Social Engineering Taxes

The efficacy of these taxes are amply demonstrated by their extremely regressive nature.  For instance, the payroll taxes for Social Security and Medicare/Medicaid hit the lowest income folks the hardest.  They’re taxed at the same nominal rate as everyone else (except the well-off in the case of Social Security: there’s an upper limit on the income taxable for this purpose).

However.

Someone making the Federal Poverty Guideline income ($22,350 for a man in a four-person family in 2011) was taxed at 4.2% of that income (6.2% when the cut expires next January, but we’ll stick to the lower rate here)—$938.70.  A man making $100,000 paid a tax of $4,200, including that same $938.70 on his first $22,350 of income.  Who do you suppose was hit harder by that $939 tax?

The poor man already is living at the edge of his income; the dollar taxed to him—the very same dollar that is taxed to our better off man—is far more important to the poor man.
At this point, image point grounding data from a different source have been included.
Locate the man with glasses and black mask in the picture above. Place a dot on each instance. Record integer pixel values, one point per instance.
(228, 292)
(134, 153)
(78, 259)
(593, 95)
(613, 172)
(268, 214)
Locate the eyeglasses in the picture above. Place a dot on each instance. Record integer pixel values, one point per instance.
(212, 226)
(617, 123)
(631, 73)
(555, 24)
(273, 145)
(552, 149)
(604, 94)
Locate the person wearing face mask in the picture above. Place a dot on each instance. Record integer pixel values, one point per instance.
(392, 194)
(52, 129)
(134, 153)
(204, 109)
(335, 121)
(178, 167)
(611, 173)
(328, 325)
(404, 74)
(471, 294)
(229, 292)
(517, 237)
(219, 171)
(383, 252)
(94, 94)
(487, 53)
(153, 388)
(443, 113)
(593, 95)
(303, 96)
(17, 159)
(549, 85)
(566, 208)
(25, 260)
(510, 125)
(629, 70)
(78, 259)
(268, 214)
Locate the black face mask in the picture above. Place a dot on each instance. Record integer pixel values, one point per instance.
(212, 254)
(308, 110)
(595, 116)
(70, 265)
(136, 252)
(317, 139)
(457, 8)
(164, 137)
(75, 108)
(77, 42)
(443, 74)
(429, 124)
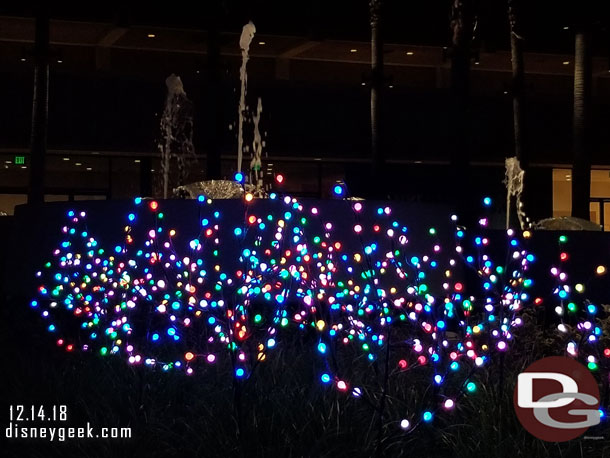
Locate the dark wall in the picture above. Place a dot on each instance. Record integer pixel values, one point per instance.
(100, 111)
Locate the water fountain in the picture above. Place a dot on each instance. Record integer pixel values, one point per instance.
(177, 134)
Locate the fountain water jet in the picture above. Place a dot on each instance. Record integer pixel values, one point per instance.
(177, 133)
(245, 40)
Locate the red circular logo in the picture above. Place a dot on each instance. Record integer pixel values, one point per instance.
(557, 399)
So it is with income taxes, whether those taxes are for Article 8 purposes, or some of them are for other government-determined—social engineering—purposes.

Legitimate taxes must be evaluated for their impact on what Wretchard of Belmont Club has described as the design margin: how much safety is left for handling the unforeseen when a tax dollar is taken away from a man?
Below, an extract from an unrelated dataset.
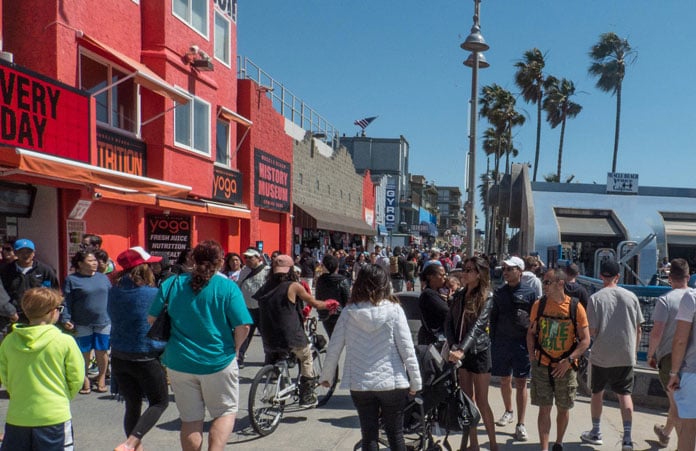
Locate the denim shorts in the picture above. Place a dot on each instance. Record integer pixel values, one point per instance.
(510, 358)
The correction, of course, is not to raise taxes on everyone else—the well-off already are paying far more than their share, while the half [sic] at the “bottom” of the distribution are paying next to nothing.  Moreover, this would do nothing to reduce the importance of those tax dollars that are in the poor man’s margin of safety between what he has and what he needs for an emergency.  No, the answer is to lower tax rates—to increase the width of the design margin—and to move to a flat tax with no deductions.  Taxation for government-mandated social engineering purposes just hammers at that design margin, shrinking it, no matter the good intentions behind the assessment.

A tax dollar always will be more important to the poor man than to the better off man; no amount of attempted progressivity in a tax code will reduce this.  A flat tax will reduce the difference in relative importance, though.